Je crois que nous sommes nombreux à avoir, enfoui quelque part en nos souvenirs ou toujours présent à notre nostalgie, un maître d’école que nous n’oublierons jamais. Le mien s’appelait monsieur Taillandier et il était, bien sûr, extraordinaire.
Il n’est resté à Saint-Martin de Ré qu’une seule année, celle de mon CE2. Je ne me souviens plus trop de son physique, je crois qu’il était brun et de taille moyenne, mais l’important n’était pas tant là que dans la véritable révolution qu’il a déclenchée à l’école.
D’abord, il arrivait d’Afrique. Pour nous le prouver, il avait apporté en classe un oeuf d’autruche que nous contemplions souvent avec une sorte de vénération et une crainte avouée qu’il ne se casse, même sous le simple poids de nos regards. Il nous parlait sans cesse de sa guenon, qu’il gardait à la maison et dont il montrait, parfois, des photos. Il nous avait promis de venir avec elle aux beaux jours, mais elle est morte avant qu’il ne puisse tenir parole. Nous en avions tous été fort tristes.
Ensuite, ses méthodes pédagogiques étaient en complète rupture avec tout ce que nous avions vécu jusque là. Les problèmes d’arithmétique, la grammaire française, la dictée ne nous pesaient plus car, tous les après-midi, nous avions droit à des activités enthousiasmantes. Il y avait par exemple les monographies. On scotchait bout-à-bout des dossiers cartonnés en couleurs, de façon à former un grand dépliant, sur lequel nous apposions des textes de notre fabrication, des dessins et des images. Ensuite, nous devions présenter notre travail devant toute la classe. Les thèmes rejoignaient, bien sûr, le programme d’histoire, de géographie, de sciences naturelles etc. Je crois me souvenir en avait fait une sur le tigre… ses lieux de vie, sa morphologie etc.

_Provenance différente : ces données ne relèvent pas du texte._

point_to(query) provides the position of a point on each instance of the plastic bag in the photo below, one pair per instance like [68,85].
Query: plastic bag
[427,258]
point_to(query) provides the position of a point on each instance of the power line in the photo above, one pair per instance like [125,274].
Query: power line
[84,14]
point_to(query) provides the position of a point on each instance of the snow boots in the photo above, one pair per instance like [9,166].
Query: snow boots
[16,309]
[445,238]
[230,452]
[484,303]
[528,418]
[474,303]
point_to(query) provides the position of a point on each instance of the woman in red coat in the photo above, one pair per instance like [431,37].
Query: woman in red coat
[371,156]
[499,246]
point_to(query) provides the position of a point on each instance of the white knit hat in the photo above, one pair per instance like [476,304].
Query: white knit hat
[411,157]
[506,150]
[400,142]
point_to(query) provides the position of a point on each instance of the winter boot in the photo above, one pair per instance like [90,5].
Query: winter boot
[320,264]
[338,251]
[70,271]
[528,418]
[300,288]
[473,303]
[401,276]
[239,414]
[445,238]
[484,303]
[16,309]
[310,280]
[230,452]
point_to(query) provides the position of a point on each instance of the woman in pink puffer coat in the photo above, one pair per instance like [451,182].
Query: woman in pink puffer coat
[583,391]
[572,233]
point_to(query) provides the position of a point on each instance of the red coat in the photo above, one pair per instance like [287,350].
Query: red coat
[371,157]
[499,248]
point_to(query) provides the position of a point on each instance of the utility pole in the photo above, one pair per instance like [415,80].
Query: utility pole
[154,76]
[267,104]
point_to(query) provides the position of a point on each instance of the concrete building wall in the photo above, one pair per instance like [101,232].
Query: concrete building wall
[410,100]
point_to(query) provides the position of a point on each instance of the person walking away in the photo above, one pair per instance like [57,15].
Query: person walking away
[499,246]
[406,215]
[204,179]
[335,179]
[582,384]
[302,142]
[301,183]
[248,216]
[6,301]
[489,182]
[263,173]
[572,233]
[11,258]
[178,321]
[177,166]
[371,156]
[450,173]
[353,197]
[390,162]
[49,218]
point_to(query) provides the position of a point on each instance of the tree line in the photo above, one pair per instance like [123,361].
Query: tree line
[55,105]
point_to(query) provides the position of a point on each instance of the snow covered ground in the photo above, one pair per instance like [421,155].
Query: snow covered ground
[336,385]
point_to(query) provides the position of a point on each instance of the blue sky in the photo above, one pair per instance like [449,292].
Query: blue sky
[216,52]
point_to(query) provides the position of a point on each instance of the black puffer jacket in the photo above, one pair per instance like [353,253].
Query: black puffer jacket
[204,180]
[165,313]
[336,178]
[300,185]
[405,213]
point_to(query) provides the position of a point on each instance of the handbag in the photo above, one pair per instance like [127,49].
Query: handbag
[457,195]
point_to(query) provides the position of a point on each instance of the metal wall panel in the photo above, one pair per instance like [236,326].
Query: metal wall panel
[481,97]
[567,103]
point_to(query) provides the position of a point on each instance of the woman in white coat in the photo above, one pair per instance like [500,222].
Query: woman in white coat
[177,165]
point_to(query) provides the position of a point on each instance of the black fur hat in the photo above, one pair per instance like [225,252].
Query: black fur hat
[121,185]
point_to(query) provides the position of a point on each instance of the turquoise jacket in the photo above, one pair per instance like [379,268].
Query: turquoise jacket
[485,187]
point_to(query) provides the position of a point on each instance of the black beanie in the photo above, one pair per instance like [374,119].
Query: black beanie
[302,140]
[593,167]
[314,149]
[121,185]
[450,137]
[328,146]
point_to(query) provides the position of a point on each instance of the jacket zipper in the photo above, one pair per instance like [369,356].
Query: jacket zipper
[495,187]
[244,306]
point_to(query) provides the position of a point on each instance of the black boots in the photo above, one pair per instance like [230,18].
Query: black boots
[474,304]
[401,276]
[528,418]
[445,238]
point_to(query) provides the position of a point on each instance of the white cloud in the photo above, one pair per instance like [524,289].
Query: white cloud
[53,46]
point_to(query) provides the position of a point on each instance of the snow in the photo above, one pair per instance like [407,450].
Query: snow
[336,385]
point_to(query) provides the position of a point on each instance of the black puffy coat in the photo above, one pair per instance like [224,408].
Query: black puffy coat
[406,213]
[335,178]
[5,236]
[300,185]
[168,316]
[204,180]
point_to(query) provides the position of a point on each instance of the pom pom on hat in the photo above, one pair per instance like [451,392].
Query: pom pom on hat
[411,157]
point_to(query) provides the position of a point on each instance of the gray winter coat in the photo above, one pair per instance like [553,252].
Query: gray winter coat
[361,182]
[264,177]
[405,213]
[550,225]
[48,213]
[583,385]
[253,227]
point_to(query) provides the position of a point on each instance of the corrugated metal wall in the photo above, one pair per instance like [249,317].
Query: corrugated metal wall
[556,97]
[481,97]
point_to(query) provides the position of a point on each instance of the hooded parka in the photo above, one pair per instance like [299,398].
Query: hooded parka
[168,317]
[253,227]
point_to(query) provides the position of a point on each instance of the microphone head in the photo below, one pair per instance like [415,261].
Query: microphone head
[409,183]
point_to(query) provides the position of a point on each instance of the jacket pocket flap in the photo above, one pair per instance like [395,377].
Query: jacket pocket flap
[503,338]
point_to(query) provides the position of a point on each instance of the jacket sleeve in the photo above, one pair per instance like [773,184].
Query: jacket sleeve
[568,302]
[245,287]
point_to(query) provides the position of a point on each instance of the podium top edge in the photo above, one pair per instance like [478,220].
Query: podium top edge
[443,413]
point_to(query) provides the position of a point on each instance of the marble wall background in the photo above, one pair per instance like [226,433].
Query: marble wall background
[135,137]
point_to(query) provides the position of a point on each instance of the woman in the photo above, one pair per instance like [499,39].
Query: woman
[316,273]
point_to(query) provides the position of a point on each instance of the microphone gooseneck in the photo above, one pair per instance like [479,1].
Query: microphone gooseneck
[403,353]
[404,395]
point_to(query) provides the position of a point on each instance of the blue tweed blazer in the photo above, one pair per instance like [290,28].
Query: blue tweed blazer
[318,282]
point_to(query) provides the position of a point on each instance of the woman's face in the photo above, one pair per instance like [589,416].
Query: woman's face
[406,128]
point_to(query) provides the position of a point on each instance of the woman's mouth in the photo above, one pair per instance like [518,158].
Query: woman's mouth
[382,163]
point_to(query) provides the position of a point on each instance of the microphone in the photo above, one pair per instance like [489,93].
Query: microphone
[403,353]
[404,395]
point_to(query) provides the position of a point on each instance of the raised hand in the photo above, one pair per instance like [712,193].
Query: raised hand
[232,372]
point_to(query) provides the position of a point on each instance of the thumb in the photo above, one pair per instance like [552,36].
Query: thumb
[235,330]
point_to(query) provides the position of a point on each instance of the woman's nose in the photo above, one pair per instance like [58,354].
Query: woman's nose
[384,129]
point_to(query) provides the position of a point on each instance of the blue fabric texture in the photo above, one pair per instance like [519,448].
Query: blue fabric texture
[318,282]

Il avait également décidé de nous faire planter des radis sur la plate-bande devant la classe. Il lui avait fallu retourner la terre, dure comme pierre, avec des outils empruntés à la municipalité. Mais lorsque nous avons vu poindre les petites pousses, c’était fascinant. Une bonne façon de nous expliquer le développement des plantes à partir de la graine. Une fois arrivés à maturité, nous avons mangé les radis. Je me souviens qu’ils étaient particulièrement forts, mais je n’aurais cédé ma part pour rien au monde.
Nous avions aussi fait un “jeu de piste” dans les remparts, qu’à l’époque je ne connaissais pas très bien. Monsieur Taillandier avait tout organisé, caché des messages au détour des buissons, posé des devinettes et inventé des épreuves. Nous étions, si je me souviens bien, deux équipes. Mais le plus formidable était qu’il avait un talkie-walkie. Le vénérable appareil, énorme et noir, crachouillait, sifflait et on n’entendait pas grand chose, mais c’était tout de même inouï. Je m’estimais extrêmement chanceuse car j’avais été mise dans l’équipe qu’il dirigeait. J’avais l’étrange impression de vivre un moment inoubliable et, effectivement, je n’ai jamais oublié.

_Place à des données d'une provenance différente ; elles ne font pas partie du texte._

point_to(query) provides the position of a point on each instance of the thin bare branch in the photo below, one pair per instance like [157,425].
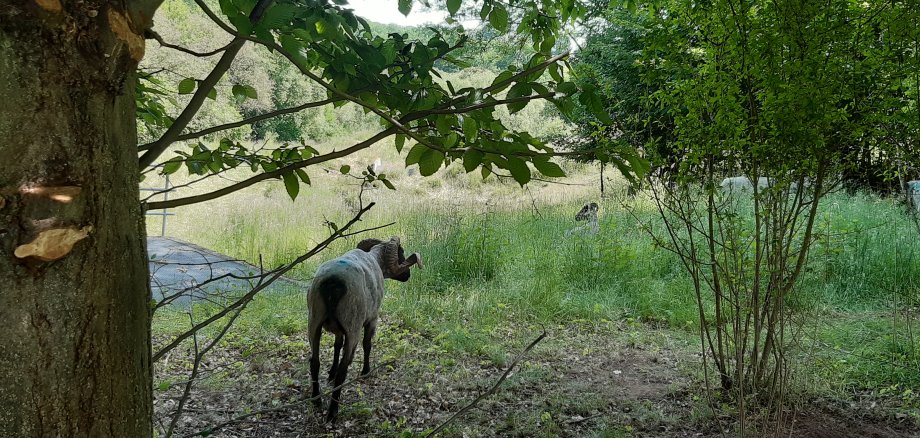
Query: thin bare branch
[150,34]
[244,122]
[177,202]
[294,404]
[491,390]
[204,88]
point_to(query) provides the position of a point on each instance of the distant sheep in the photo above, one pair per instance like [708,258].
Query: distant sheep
[587,214]
[345,299]
[739,184]
[913,193]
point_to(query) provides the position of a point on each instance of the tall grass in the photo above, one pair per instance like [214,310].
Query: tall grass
[499,262]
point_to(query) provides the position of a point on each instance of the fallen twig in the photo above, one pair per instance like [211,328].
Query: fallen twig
[492,389]
[293,404]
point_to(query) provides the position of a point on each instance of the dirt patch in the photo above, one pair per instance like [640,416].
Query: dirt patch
[825,421]
[610,380]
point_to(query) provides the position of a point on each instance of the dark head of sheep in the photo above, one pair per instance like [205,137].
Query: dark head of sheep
[345,299]
[397,265]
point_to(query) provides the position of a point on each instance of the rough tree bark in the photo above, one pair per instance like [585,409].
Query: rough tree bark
[74,297]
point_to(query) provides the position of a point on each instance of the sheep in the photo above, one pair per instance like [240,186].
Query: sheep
[588,213]
[913,193]
[744,184]
[345,298]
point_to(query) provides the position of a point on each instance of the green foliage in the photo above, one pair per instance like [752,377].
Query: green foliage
[394,79]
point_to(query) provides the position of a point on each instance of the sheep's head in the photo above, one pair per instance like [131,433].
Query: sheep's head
[587,213]
[395,264]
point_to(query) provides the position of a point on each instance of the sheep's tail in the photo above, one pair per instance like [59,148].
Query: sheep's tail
[331,290]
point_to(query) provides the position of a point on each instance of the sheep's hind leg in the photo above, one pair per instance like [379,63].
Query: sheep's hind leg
[315,336]
[369,330]
[337,348]
[341,374]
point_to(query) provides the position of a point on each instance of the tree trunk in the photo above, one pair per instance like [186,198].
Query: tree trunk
[74,305]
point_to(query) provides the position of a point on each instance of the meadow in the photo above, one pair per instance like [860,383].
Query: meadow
[499,268]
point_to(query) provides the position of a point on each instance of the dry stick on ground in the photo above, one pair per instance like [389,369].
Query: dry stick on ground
[293,404]
[196,367]
[492,389]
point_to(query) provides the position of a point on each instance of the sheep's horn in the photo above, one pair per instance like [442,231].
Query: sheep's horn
[366,244]
[413,259]
[392,257]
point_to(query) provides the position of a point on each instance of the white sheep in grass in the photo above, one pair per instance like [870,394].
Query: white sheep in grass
[738,184]
[913,193]
[345,299]
[588,214]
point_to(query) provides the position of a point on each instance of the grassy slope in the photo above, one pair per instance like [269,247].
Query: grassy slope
[497,265]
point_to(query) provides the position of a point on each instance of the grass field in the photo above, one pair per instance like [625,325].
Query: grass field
[498,267]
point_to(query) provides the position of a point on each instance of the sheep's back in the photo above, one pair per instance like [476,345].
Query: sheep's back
[363,280]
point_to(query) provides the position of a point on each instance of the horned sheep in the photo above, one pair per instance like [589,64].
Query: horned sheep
[345,299]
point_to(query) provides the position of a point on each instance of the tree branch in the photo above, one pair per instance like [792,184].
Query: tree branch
[268,175]
[245,299]
[306,72]
[491,390]
[150,34]
[209,431]
[244,122]
[204,88]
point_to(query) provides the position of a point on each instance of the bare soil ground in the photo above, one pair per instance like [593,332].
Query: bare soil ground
[607,380]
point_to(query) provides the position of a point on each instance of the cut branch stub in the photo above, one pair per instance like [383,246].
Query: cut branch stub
[122,29]
[53,244]
[63,194]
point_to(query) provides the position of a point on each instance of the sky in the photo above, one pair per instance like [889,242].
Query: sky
[385,11]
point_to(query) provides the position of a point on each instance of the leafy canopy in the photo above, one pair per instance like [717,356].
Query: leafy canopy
[394,78]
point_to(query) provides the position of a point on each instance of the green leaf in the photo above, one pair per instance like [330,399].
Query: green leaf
[415,154]
[430,161]
[405,6]
[519,170]
[566,88]
[472,159]
[187,86]
[242,23]
[453,6]
[548,168]
[519,89]
[291,184]
[303,176]
[172,166]
[470,128]
[593,102]
[498,18]
[245,91]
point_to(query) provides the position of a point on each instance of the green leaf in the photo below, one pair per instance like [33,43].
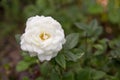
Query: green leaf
[60,59]
[71,40]
[68,76]
[84,74]
[44,68]
[25,78]
[73,57]
[40,78]
[54,75]
[17,37]
[22,65]
[97,75]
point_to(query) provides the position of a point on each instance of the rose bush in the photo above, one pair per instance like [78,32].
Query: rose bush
[43,37]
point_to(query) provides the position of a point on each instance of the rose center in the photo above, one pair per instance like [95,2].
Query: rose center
[43,36]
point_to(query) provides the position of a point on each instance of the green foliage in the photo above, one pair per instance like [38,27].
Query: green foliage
[22,65]
[71,40]
[92,48]
[60,59]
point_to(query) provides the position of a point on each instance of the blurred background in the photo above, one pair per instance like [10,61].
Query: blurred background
[14,13]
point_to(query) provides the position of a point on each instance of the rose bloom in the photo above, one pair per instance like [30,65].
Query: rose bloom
[43,37]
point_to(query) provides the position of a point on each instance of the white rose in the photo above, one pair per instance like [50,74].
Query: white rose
[43,37]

Nous sommes également partis en autocar visiter la gare de La Rochelle. Au pied des locomotives, nous avons appris ce qu’était le diesel, comment étaient posés les rails et, surtout, l’utilité des “du Guesclin”, les gros haumes métalliques qui protégeaient les téléphones du réseau interne à la gare. Je suppose que ce genre de matériel n’existe plus, mais j’ai longtemps été très fière de cette connaissance spécifique, acquise grâce à monsieur Taillandier.
Je devais avoir 7 ou 8 ans, je n’allais qu’une fois par an “sur le continent” pour acheter les vêtements de la rentrée des classes. L’arrivée de monsieur Taillandier dans l’école m’avait un peu inquiétée, car je n’imaginais pas comment on pouvait s’entendre avec un homme à la place de “la maîtresse” dont j’avais tant l’habitude. J’ai découvert un monde nouveau, un monde d’ouverture et de passion. J’étais une excellente élève, toujours première ou presque, extrêmement concentrée sur mes devoirs et mon travail que je prenais très au sérieux : j’ai appris qu’on pouvait aussi s’amuser à l’école. Brusquement, nous écrivions au stylo à bille noir et non plus uniquement avec de l’encre violette et une plume sergent-major. Cela pourrait sembler un détail insignifiant, mais je le vois aujourd’hui comme le symbole d’une libération que nous avons tous vécue sans toujours nous en rendre compte.
Monsieur Taillandier, vous êtes certainement quelque part en France ou, pourquoi pas, en Afrique. Soyez remercié.